The political gamble has paid off for Obama, at least in the immediate term. Polls show the deal is widely popular with Americans, and it has allowed Obama to put space between himself and the liberals in his party – not least congressional Democrats. He has opened an avenue to portraying himself as the reasonable consensus-builder that he promised to be in the heart of his 2008 campaign, something his team seems eager to do after two bruising years marked by the messy fight over health care.
Read more – Tax cut plans clears House, on to Barack Obama
C-SPAN House Passes Tax Cut Legislation 277-148
Despite opposition from some Democrats, the House passed the Middle Class Tax Relief Act of 2010 (H.R. 4853) by a vote of 277-148. It will now go to the President’s desk to be signed into law.
Yesterday, the Senate approved the $858 billion tax plan, by a vote of 81 to 19. The measure (HR 4853), negotiated by President Obama and Senate Republicans, would allow tax cuts for all income levels to continue for two years and extend unemployment insurance benefits for jobless Americans for 13 months.
The Senate will continue debate on the START Treaty tomorrow and consider a short-term continuing resolution to keep the federal government funded past midnight on Saturday.
Hot Air – House Tax cuts play by play
Update: At 11:37 p.m., Pomeroy’s amendment is down in flames. As I write this, it’s 190-230. All Republicans thus far have voted no, along with 59 Democrats. Not close, really; I’ll bet the Blue Dogs savored every minute of sticking it to the left after last month’s election.
Now it’s on to a vote on the final bill. With the margin on this vote this wide, there’s practically no chance that that one will fail.
Update: Final tally on Pomeroy’s amendment is 194-233. Now onto the big one.
Update: It’s a merry Christmas for The One. 225-120 as I write this, which is already more than enough for a majority with almost 100 congressmen still to vote. The GOP delivered big for Obama, with 120 yeses thus far compared to only 28 no’s. Among Democrats, it’s 114 to 96 at the moment. Stand by for the final tally and, eventually, the roll.
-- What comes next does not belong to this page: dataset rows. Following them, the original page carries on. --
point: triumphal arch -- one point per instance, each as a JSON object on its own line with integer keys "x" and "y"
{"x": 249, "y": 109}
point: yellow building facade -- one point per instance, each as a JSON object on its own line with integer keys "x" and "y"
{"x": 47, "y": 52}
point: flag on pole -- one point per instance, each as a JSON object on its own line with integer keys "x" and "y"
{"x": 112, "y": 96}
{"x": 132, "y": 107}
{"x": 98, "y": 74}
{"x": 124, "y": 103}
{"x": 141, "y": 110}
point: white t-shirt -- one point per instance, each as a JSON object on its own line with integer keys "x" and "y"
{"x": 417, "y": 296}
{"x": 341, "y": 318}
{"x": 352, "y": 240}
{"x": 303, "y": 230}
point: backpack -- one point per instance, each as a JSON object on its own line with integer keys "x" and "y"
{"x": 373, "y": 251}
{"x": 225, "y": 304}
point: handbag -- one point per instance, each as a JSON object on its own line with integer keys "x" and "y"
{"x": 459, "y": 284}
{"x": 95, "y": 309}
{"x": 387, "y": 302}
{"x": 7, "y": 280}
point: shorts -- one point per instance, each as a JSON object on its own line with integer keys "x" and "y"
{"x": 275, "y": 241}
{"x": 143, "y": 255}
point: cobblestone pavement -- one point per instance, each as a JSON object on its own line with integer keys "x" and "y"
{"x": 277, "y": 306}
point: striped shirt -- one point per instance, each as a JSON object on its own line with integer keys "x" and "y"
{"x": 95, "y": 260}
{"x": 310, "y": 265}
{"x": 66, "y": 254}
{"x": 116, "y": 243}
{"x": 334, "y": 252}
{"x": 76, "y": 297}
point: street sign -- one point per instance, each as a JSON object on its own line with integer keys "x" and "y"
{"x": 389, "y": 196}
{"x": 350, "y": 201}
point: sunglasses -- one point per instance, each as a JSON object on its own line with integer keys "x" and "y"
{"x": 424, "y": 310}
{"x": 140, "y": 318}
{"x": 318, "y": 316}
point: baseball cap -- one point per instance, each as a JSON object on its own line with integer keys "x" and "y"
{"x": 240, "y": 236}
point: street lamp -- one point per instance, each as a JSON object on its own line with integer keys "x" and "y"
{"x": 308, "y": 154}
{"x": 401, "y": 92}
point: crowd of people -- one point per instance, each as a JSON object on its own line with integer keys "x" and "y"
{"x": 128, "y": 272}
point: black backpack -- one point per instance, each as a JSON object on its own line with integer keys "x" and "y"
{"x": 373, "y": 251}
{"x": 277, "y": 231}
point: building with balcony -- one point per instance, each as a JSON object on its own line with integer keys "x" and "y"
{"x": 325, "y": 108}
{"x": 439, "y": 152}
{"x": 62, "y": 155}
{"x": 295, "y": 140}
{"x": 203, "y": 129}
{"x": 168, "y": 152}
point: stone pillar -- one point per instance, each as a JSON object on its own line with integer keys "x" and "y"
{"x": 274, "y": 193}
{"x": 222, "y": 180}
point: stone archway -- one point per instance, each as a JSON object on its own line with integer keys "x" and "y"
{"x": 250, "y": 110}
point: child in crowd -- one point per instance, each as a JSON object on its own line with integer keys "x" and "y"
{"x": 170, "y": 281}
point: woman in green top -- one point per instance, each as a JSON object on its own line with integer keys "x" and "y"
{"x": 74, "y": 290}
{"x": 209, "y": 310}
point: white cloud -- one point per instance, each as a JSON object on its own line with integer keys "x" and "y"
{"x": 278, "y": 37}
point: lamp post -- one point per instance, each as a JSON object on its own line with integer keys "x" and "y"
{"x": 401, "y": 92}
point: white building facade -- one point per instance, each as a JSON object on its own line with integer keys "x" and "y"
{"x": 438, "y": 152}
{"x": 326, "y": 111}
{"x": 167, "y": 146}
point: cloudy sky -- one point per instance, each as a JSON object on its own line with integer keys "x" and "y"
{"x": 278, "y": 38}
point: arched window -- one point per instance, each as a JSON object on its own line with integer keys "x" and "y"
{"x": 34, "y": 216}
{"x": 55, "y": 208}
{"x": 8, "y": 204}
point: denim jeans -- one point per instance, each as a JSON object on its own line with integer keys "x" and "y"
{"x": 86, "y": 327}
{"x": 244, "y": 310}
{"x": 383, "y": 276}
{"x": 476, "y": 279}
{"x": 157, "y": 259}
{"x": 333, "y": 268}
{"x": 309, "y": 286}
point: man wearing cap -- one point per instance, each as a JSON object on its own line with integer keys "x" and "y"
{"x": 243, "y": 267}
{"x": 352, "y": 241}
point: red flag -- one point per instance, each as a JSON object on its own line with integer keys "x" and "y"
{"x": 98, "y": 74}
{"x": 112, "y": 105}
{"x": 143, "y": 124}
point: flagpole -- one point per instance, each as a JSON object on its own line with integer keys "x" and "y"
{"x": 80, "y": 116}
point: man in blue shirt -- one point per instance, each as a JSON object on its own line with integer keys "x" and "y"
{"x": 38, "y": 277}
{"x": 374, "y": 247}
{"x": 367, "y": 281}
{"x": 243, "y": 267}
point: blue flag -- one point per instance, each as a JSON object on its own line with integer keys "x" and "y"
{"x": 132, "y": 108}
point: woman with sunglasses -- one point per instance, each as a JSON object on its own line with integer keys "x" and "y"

Update: Ed’s suggested headline on Twitter: “President Obama successfully whips Dem caucus to endorse Bush tax policy.” In fact, they’re already at 269 yeses with a few minutes left to go in the vote. Dave Weigel notes that the original Bush tax cuts passed with only 230 yeses. Progress!
Update: A total landslide as the gavel comes down: 277-148. Among Democrats, it’s 139 yea and 112 nay. Among the GOP, 138 versus just 36. Stand by for the roll to see how everyone voted.
Update: Ed notes, per the final tally, that more Democrats ended up voting to extend the Bush tax cuts than Republicans did. Progress, the sequel!
Update: The roll should be available as a link at the top of the calendar here sometime during the next hour.
Update: I think this is the roll, but the bill title is wrong. Assuming I’m right, a brief but incomplete list of prominent Republicans voting no: Michele Bachmann, Joe Barton, Jason Chaffetz, Jeff Flake, Pete Hoekstra, Steve King, Thad McCotter, Mike Pence, John Shadegg, and Joe Wilson. A few Republicans voting yes: Marsha Blackburn, John Boehner, John Boozman, Eric Cantor, David Dreier, Jeb Hensarling, Darrell Issa, Peter King, Ron Paul, Paul Ryan, and Pete Sessions. Oh, and Dennis Kucinich voted … yes.